Neurocientista adverte contra rotular jogadores como viciados, vídeo de “muito pouca evidência” …

A neurocientista Nastasia Griffioen propôs que estigmatizar contra aqueles que jogam videogame como “viciados” pode ser desastroso, pode até afastar os mecanismos de enfrentamento e que existe “muito pouca evidência”Para sugerir que os videogames são viciantes.
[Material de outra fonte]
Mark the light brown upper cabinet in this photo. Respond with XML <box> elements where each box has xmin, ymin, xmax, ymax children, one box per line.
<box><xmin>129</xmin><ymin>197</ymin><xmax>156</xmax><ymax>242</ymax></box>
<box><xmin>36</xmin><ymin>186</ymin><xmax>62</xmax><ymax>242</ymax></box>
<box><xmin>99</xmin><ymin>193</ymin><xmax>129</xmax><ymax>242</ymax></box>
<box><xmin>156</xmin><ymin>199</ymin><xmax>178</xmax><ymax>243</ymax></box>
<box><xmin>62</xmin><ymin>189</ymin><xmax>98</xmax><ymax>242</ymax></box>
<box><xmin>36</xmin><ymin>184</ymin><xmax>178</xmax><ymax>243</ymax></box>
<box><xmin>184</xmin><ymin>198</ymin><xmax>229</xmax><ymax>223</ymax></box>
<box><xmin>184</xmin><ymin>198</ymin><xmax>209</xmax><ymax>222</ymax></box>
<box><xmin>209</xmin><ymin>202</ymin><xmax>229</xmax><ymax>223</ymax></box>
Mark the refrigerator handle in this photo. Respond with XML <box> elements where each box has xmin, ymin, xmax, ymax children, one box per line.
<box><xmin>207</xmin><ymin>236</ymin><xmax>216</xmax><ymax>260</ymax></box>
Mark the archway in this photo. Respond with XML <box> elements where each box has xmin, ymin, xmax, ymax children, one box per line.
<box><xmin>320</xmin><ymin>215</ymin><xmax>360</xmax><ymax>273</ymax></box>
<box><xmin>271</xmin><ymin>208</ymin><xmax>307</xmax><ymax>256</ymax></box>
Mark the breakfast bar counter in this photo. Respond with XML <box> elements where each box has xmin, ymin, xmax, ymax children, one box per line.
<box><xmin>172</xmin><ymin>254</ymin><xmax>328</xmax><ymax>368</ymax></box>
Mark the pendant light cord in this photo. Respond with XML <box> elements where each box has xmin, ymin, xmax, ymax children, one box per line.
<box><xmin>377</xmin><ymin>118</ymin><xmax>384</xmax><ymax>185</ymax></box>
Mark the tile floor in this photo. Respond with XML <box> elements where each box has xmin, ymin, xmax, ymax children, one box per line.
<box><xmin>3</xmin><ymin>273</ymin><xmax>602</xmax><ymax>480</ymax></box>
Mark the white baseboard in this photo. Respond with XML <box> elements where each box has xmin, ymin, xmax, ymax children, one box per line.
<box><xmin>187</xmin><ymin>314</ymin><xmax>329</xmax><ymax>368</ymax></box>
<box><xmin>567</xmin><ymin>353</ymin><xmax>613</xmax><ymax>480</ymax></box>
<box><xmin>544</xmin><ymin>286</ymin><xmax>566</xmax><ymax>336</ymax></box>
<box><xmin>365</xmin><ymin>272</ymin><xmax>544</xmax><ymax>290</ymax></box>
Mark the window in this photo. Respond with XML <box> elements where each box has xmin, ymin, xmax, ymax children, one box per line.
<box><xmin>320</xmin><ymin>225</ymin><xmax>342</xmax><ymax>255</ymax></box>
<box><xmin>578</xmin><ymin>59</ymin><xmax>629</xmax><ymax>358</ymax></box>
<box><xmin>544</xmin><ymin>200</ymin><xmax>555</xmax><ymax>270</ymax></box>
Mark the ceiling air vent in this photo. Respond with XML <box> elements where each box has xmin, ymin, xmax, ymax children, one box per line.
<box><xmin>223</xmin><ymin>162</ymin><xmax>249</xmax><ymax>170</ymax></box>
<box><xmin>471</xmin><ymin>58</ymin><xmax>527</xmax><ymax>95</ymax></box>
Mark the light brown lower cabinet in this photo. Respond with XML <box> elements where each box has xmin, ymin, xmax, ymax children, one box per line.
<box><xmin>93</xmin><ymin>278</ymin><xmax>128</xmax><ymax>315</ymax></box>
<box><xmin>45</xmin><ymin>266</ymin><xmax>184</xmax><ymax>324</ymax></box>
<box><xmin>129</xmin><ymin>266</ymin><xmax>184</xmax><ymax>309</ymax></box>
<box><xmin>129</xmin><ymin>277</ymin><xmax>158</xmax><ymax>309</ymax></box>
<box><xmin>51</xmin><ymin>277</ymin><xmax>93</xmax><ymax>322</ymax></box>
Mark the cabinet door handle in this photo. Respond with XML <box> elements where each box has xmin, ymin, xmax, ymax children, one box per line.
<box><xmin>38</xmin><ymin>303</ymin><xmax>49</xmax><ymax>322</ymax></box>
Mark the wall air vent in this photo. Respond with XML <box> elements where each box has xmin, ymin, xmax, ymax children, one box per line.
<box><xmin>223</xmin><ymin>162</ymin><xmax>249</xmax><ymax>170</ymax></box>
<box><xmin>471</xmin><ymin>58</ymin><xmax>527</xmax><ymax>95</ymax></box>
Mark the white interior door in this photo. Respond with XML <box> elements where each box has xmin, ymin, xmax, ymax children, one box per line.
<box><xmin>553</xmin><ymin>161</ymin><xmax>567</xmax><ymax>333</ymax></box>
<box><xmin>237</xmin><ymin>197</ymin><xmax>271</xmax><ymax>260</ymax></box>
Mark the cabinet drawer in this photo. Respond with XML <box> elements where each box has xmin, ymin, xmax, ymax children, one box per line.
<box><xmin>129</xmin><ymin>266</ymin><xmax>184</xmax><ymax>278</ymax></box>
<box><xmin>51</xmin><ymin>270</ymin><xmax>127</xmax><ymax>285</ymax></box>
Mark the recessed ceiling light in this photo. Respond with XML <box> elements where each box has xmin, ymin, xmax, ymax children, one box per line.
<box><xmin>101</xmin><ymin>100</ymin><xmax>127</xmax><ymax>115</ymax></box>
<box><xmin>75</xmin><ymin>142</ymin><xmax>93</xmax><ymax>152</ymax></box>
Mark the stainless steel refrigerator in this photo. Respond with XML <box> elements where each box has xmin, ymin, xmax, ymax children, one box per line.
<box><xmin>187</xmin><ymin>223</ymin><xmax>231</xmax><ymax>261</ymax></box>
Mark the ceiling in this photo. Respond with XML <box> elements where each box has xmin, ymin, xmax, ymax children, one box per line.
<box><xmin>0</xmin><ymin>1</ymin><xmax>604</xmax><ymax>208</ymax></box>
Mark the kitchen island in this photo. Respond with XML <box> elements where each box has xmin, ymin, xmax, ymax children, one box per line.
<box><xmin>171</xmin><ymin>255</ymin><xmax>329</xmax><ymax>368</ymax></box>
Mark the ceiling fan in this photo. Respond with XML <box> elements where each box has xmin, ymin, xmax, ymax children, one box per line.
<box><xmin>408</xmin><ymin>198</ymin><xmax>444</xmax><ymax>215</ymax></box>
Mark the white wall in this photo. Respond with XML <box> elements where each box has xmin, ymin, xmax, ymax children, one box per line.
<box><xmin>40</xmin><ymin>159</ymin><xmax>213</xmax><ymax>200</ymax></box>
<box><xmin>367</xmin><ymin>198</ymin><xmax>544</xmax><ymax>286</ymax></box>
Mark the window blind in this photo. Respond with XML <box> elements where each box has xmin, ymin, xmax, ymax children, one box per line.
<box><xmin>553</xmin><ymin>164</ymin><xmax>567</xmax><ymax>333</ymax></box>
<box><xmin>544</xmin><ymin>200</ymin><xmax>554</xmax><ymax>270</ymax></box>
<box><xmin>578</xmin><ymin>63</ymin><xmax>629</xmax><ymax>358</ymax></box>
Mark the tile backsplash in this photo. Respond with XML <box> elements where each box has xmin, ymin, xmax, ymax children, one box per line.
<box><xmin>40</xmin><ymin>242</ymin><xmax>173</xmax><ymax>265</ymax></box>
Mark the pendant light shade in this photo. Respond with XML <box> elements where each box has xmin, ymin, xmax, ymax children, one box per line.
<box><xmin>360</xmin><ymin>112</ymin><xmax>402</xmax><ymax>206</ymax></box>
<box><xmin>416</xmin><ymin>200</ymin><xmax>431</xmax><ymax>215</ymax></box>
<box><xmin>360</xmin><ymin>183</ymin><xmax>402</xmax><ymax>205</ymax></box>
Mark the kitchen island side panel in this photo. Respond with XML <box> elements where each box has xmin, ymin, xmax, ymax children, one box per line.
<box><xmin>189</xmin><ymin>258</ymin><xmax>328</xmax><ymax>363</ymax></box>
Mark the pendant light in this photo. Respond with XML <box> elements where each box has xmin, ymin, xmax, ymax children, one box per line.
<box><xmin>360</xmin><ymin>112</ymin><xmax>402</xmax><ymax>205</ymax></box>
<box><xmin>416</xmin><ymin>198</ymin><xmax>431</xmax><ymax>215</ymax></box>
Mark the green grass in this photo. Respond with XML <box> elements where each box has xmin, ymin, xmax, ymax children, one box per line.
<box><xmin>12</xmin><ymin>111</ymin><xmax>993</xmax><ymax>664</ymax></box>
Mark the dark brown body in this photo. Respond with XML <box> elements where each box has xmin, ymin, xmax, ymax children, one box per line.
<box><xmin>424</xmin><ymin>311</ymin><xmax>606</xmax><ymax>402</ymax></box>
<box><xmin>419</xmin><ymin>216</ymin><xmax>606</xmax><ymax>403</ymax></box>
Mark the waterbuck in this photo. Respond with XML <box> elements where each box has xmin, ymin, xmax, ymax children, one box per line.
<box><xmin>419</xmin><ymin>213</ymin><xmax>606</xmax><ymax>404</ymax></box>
Griffioen é pesquisador de doutorado no GEMH Lab (Jogos para Saúde Emocional e Mental), “Comprometidos em encontrar jovens nos playgrounds digitais que escolheram habitar e fornecer opções que encantam e capacitam os jovens, além de treinar habilidades de resiliência emocional.” O laboratório é um subconjunto do Behavioral Science Institute da Radbound University.

Enquanto falava no evento Keys to Learn da Ubisoft, em Londres, em 30 de setembro, Griffioen afirmou que não havia evidências para sugerir que os videogames levassem à depressão ou ansiedade, “Mas pode ser de fato que as pessoas vão a videogames para lidar com seus problemas.” Griffioen também declarou:

“Acho que todos podemos concordar que há certos casos em que qualquer coisa pode se tornar problemática. É como se você dissesse ‘comer comida é ruim para você’. Às vezes, a comida pode ser ruim para você, mas outras vezes não.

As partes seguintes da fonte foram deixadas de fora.